When Michael Cammalleri scored his second goal of the game to tie it 2-2 in the second period of the Montreal Canadiens' 4-3 win over the Pittsburgh Penguins on Monday night, it was followed by a television timeout.
Bell Centre public address announcer Michel Lacroix announced that Cammalleri scored his 11th of the post-season and the sellout crowd of 21,273 erupted into an ovation that is at least comparable to other memorable ones this building has seen in recent years - Saku Koivu's dramatic return from cancer being the most vivid of them.
Lacroix, seeing how the crowd's reaction was building, remained silent. He didn't announce that Andrei Kostitsyn and Roman Hamrlik drew assists on the play.
He didn't say another word.
He simply waited in silence, allowing the ovation to build and build until it was on overflow mode by the time the commercial break had ended and the legions of fans watching at home were given the opportunity to witness this special scene.
During the second intermission, Lacroix was walking up to the press lounge to grab something to drink and he was asked if that little pause was planned.
"No," Lacroix said. "But it was worth it."
"The ultimate test was when he was pulled; he did not start Game 4 against Washington.
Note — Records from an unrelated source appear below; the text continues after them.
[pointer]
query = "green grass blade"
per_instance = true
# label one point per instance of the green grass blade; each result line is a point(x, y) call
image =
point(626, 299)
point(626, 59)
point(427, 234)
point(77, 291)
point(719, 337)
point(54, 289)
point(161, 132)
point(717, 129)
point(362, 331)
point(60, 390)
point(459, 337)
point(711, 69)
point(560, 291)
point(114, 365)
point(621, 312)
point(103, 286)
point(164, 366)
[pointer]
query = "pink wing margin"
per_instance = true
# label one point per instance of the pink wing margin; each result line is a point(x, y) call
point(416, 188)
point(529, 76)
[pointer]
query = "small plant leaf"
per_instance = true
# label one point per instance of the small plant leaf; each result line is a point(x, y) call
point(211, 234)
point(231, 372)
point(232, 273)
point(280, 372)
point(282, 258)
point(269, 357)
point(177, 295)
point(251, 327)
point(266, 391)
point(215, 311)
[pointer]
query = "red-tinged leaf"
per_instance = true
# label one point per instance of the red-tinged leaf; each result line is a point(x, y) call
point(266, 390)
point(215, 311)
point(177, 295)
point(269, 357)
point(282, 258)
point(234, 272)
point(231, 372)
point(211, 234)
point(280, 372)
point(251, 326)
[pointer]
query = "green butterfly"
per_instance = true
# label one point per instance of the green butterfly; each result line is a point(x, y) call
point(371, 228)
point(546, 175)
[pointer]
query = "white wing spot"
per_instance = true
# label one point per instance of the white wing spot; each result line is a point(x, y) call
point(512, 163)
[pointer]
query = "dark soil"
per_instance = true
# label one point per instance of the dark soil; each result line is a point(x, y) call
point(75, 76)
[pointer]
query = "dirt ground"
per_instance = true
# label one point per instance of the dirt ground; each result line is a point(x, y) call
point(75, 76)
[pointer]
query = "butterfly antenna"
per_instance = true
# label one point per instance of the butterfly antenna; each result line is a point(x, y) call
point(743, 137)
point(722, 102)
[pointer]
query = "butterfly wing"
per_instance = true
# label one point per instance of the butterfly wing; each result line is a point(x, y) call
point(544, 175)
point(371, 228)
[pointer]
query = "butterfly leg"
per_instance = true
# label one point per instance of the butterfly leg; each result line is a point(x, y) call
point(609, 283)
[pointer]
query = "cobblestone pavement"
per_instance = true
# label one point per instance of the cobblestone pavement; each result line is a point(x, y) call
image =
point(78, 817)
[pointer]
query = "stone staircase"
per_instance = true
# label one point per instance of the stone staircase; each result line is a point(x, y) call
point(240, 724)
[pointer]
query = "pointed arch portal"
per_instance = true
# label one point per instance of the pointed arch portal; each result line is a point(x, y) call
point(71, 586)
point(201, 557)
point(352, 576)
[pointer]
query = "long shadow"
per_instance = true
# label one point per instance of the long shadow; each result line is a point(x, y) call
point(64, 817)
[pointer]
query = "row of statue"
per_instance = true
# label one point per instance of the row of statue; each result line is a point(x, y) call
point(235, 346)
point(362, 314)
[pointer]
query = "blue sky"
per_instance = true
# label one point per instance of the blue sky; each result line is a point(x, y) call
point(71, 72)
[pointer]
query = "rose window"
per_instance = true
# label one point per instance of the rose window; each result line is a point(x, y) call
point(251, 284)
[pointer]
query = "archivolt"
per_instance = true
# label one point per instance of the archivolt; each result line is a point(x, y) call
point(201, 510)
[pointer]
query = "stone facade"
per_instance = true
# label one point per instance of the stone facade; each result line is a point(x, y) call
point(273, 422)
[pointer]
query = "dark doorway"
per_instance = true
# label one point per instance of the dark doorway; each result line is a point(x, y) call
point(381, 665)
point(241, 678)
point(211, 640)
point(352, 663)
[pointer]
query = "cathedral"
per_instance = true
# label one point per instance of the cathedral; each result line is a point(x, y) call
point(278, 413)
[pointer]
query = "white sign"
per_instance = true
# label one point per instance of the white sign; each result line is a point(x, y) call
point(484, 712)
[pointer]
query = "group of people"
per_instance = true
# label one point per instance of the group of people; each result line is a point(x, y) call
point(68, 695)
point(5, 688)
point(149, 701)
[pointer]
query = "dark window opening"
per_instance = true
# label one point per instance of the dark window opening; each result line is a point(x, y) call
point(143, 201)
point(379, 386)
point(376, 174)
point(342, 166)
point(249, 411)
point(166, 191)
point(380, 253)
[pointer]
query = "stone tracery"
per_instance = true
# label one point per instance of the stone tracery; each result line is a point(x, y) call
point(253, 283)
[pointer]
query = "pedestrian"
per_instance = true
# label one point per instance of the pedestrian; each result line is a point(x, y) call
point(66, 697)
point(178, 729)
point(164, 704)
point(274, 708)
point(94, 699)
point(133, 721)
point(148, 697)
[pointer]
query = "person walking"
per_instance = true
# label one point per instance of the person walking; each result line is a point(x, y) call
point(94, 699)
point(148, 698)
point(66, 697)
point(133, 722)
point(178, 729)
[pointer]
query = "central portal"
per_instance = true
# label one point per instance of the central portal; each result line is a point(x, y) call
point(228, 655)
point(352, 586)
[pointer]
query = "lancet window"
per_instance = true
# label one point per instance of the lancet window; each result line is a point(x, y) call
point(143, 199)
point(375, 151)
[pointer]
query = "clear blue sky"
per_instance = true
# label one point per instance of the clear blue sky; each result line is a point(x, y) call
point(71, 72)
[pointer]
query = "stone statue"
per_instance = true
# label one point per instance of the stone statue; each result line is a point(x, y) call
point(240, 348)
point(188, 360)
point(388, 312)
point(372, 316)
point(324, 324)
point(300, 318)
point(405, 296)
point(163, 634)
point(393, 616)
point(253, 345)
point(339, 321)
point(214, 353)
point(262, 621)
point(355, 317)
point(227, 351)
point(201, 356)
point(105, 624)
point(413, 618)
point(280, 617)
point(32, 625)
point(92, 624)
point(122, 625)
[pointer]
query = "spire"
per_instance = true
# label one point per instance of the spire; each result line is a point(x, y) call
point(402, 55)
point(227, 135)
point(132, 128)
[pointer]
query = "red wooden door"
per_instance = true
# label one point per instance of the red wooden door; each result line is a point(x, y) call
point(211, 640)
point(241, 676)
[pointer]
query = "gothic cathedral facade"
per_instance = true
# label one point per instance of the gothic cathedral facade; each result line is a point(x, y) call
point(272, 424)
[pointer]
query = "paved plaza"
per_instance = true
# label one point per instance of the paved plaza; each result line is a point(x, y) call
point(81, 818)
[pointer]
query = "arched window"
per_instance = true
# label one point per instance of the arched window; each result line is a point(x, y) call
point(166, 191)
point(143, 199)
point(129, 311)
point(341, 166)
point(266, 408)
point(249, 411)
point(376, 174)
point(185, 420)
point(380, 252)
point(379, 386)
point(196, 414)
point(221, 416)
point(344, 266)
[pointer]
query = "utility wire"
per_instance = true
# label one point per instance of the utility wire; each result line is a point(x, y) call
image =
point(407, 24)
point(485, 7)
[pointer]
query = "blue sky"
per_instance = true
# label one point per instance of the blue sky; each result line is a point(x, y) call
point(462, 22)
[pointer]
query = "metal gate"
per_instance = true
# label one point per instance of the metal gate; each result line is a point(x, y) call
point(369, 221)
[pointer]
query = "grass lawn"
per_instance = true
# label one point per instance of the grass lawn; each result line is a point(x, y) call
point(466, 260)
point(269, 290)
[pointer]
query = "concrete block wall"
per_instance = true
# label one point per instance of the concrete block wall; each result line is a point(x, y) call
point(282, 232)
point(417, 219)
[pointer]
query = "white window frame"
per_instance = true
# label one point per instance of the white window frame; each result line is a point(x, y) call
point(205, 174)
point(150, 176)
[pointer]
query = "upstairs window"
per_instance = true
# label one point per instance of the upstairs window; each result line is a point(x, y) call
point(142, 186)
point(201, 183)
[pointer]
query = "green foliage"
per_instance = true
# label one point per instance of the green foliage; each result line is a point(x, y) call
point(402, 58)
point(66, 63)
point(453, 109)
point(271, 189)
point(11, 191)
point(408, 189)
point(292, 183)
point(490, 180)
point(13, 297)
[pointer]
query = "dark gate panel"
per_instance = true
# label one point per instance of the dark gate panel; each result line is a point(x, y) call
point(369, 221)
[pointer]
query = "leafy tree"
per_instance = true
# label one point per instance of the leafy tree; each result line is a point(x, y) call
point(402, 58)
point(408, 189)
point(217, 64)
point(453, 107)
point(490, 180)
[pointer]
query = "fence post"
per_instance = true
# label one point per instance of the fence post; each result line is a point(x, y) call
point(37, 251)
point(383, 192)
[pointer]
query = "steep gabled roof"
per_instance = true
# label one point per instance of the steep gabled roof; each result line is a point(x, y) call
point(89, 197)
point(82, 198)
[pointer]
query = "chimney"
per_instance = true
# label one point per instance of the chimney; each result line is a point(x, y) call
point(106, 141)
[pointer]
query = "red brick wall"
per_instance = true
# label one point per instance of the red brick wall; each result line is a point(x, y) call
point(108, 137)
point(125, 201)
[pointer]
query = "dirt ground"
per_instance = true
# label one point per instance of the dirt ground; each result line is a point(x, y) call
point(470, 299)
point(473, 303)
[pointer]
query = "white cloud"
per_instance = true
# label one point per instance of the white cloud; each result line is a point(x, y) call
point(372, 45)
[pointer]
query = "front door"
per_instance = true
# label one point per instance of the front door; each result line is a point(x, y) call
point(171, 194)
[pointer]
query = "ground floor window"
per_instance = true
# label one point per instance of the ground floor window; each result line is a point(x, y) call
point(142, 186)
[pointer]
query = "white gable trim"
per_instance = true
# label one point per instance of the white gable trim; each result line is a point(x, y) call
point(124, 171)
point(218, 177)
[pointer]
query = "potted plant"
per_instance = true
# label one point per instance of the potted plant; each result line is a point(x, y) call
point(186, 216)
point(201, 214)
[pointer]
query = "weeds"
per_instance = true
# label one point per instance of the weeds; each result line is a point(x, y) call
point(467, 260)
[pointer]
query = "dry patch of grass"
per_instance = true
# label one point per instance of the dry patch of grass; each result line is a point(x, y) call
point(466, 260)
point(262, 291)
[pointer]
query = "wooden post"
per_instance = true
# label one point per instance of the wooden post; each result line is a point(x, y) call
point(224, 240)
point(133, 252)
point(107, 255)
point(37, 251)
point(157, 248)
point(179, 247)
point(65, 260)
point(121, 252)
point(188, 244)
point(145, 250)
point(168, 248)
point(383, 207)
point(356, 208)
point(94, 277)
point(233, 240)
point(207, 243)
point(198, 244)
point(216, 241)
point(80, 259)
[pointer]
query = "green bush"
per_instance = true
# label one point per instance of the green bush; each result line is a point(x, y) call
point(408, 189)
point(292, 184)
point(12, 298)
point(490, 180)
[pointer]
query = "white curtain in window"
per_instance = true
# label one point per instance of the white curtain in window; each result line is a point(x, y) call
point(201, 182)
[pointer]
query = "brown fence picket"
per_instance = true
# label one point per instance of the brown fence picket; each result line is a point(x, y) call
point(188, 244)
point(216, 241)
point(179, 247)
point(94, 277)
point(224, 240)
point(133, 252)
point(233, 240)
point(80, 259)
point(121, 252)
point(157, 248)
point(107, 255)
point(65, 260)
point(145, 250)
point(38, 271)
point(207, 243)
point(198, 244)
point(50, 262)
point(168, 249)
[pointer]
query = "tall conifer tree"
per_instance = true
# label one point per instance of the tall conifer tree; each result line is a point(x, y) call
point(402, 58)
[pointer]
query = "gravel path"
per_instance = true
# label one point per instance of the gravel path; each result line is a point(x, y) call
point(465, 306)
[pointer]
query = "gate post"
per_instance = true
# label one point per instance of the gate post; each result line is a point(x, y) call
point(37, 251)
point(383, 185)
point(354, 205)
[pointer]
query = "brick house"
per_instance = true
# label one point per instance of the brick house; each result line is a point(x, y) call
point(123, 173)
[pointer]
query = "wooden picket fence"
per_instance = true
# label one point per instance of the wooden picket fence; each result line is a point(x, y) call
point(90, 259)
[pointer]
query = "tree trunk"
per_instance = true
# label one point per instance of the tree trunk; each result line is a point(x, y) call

Even me, to be honest with you, I'd be rattled. I don't know if I could have bounced back for Game 5." - Patrick Roy on OTR, on Jaroslav Halak
A man goes into a bar and tells the bartender, "I'll have an Ovechkin". Bartender asks, "What's an Ovechkin?".
The mans says, "A White Russian, no ice, no cup".
Scott Gomez on the Canadiens' goaltending after the Capitals Alexander Ovechkin thought Jaroslav Halak was shaking in Game Two:
"Jaro got us here and [Carey] Price got us here," Gomez said. "He's the one who's been answering the bell and he's the reason we're standing here talking to you guys right now. He's a professional; he's been in huge games for his country."
Someone asked if he'd offer some words of encouragement before Monday's Game 3 and Gomez said he didn't think it would help, as he really has no idea what goalies do anyway.
"I don't know anything about goaltending, I don't know if anyone else does," he said. "So, I don't know if I can go up and talk to him. I guess in knee hockey I was pretty good at goaltending.
"I think that's why they have a goaltending coach. Especially goaltenders, they're different all around. They're weirdoes anyway, so I don't think I can make any sense to him anyway. You'd have to have some set of nuts to go up to the goaltender and tell him what you think at this level, that he should be doing [something] different, especially in the playoffs."